Databricks
Stream data from your Monad pipeline into Databricks Delta Lake tables via Unity Catalog, with automatic table creation, schema inference, and gzip-compressed staging.
Overview
The Databricks output enables you to:
- Load data into Delta Lake tables with automatic schema inference
- Automatically create tables on first data load if they don't exist
- Stage compressed JSONL files via Unity Catalog Volumes for efficient bulk loading
- Authenticate using OAuth M2M (service principal)

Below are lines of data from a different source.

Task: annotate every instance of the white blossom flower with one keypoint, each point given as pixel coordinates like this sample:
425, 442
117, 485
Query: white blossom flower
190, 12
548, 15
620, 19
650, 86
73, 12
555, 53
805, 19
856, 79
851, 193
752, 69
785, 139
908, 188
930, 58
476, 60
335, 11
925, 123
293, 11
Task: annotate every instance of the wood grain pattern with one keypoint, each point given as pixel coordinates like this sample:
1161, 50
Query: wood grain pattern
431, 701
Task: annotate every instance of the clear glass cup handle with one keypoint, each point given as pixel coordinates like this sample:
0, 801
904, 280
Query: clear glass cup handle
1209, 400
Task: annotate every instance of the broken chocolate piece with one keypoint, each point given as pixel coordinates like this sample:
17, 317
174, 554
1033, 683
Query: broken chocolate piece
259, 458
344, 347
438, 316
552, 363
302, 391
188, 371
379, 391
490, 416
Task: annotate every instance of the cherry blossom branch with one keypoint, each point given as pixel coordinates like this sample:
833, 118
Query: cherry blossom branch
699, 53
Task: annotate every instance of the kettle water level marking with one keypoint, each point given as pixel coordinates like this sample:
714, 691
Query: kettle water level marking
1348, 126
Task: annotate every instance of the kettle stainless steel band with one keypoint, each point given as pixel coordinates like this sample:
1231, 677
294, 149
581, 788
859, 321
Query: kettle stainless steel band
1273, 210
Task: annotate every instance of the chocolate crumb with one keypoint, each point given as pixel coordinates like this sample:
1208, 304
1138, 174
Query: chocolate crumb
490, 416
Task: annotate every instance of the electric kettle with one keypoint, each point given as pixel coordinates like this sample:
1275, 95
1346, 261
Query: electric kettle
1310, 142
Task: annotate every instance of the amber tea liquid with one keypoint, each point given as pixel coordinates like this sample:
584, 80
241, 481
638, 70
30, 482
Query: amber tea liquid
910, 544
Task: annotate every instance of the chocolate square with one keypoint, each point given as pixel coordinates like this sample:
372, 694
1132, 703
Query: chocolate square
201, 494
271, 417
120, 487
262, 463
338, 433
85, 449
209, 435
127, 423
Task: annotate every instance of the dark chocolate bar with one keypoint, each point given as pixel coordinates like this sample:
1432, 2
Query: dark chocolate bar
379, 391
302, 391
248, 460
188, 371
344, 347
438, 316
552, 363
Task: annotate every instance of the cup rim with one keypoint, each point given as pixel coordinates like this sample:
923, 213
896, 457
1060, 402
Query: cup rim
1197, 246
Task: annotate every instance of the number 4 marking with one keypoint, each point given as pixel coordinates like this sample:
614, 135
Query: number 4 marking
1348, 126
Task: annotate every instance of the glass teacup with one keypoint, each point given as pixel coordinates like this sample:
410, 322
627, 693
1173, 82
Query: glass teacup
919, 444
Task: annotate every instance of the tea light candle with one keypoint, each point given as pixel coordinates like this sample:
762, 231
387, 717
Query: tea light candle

- Handle schema evolution with
mergeSchemasupport - Validate permissions during connection testing before any data is written
Requirements
- Databricks Workspace with Unity Catalog enabled
- SQL Warehouse running and accessible
- Catalog and Schema must already exist in your workspace
- Volume for staging files - Monad will create it if it doesn't exist
- Authentication credentials (see Authentication Methods)
Setting Up Permissions
The Databricks output requires the following permissions on the target schema. Grant them to your user or service principal:
-- Replace placeholders with your actual values
GRANT USE CATALOG ON CATALOG <your_catalog> TO `<principal>`;
GRANT USE SCHEMA ON SCHEMA <your_catalog>.<your_schema> TO `<principal>`;
GRANT CREATE TABLE ON SCHEMA <your_catalog>.<your_schema> TO `<principal>`;
GRANT SELECT ON SCHEMA <your_catalog>.<your_schema> TO `<principal>`;
GRANT MODIFY ON SCHEMA <your_catalog>.<your_schema> TO `<principal>`;
GRANT READ VOLUME, WRITE VOLUME ON VOLUME <your_catalog>.<your_schema>.<your_volume> TO `<principal>`;
GRANT CREATE VOLUME ON SCHEMA <your_catalog>.<your_schema> TO `<principal>`;
Where <principal> is: Your service principal application ID
Monad verifies all of these permissions during Test Connection and will report any missing grants.
Configuration
Settings
| Setting | Type | Required | Default | Description |
|---|---|---|---|---|
| Server Hostname | string | Yes | - | The Databricks workspace hostname (e.g. adb-1234567890.azuredatabricks.net) |
| HTTP Path | string | Yes | - | The SQL warehouse HTTP path from connection details (e.g. /sql/1.0/warehouses/abc123) |
| Catalog | string | Yes | - | The Unity Catalog name |
| Schema | string | Yes | - | The target schema within the catalog |
| Table | string | Yes | - | The target Delta table name. Created automatically if it doesn't exist |
| Volume | string | Yes | - | The Unity Catalog Volume used for staging JSONL files before loading |
| Batch Config | object | No | See below | Batching configuration |
Batch Configuration
Defaults are tuned for bulk COPY INTO throughput -- larger batches mean fewer load operations.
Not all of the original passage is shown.